Selon Lovelock, l’hypothèse cherchait à l’origine à expliquer la coexistence de produits chimiques contenant de l’oxygène et de concentrations constantes de méthane dans l’atmosphère terrestre. Lovelock a fait valoir que sonder de telles conditions dans les atmosphères d’autres planètes est une méthode relativement sûre et pratique pour les études de détection de la vie. Lovelock a formulé que de nombreux processus différents ont tendance à agir dans la même direction au sein de ce système d’autorégulation et à façonner tous les équilibres. L’hypothèse ainsi formulée est étayée par de nombreuses expériences scientifiques.[9] et fourni un certain nombre d’informations utiles. Par conséquent, l’hypothèse est devenue connue sous le nom de théorie Gaia.

Détails de l’hypothèse de Lovelock

James Lovelock décrit Gaia comme suit. Un ensemble complexe qui comprend la biosphère, l’atmosphère, les océans et le sol de la Terre : un ensemble qui crée une boucle de rétroaction ou un système cybernétique visant à créer l’environnement physique et chimique optimal pour la vie sur cette planète.

L’hypothèse initiale de Lovelock stipule que la biomasse tend à transformer les conditions de la planète en conditions plus “hospitalières”. L’hypothèse Gaïa exprime cette « hospitalité » comme un état d’homostase complète.
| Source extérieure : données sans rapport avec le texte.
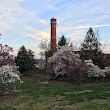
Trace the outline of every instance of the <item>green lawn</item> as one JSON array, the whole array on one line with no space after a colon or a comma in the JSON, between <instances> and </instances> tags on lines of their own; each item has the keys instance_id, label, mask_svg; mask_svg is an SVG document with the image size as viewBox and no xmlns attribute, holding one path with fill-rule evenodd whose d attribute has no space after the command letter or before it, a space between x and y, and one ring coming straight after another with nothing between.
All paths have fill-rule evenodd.
<instances>
[{"instance_id":1,"label":"green lawn","mask_svg":"<svg viewBox=\"0 0 110 110\"><path fill-rule=\"evenodd\" d=\"M75 86L23 77L18 93L0 98L0 110L110 110L110 83Z\"/></svg>"}]
</instances>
L’hypothèse, que les critiques ont accusée de téléologique, admet que l’atmosphère est maintenue dans un état homostatique pour et par la biomasse.

Lovelock soutient que la vie sur Terre a exercé un contrôle cybernétique, que le biote exploite spontanément et inconsciemment un système de rétroaction homéostatique, maintenant ainsi la température globale et la structure chimique stables.

Avec sa première hypothèse, Lovelock a découvert l’existence d’un système de contrôle global de la salinité des océans, de la composition atmosphérique et de la température de surface.

Les arguments sur lesquels repose l’hypothèse sont :

La température globale à la surface de la Terre est restée constante même si l’énergie fournie par le Soleil a augmenté.

La composition de l’atmosphère, qui aurait dû être variable, est restée constante.

La salinité de l’océan est constante.

L’énergie fournie par le Soleil a augmenté de 25 à 30 % depuis l’origine de la vie sur Terre. La température de surface de la planète, cependant, est restée exceptionnellement stable à l’échelle mondiale. De plus, il souligne que la composition de l’atmosphère terrestre reste quasiment constante.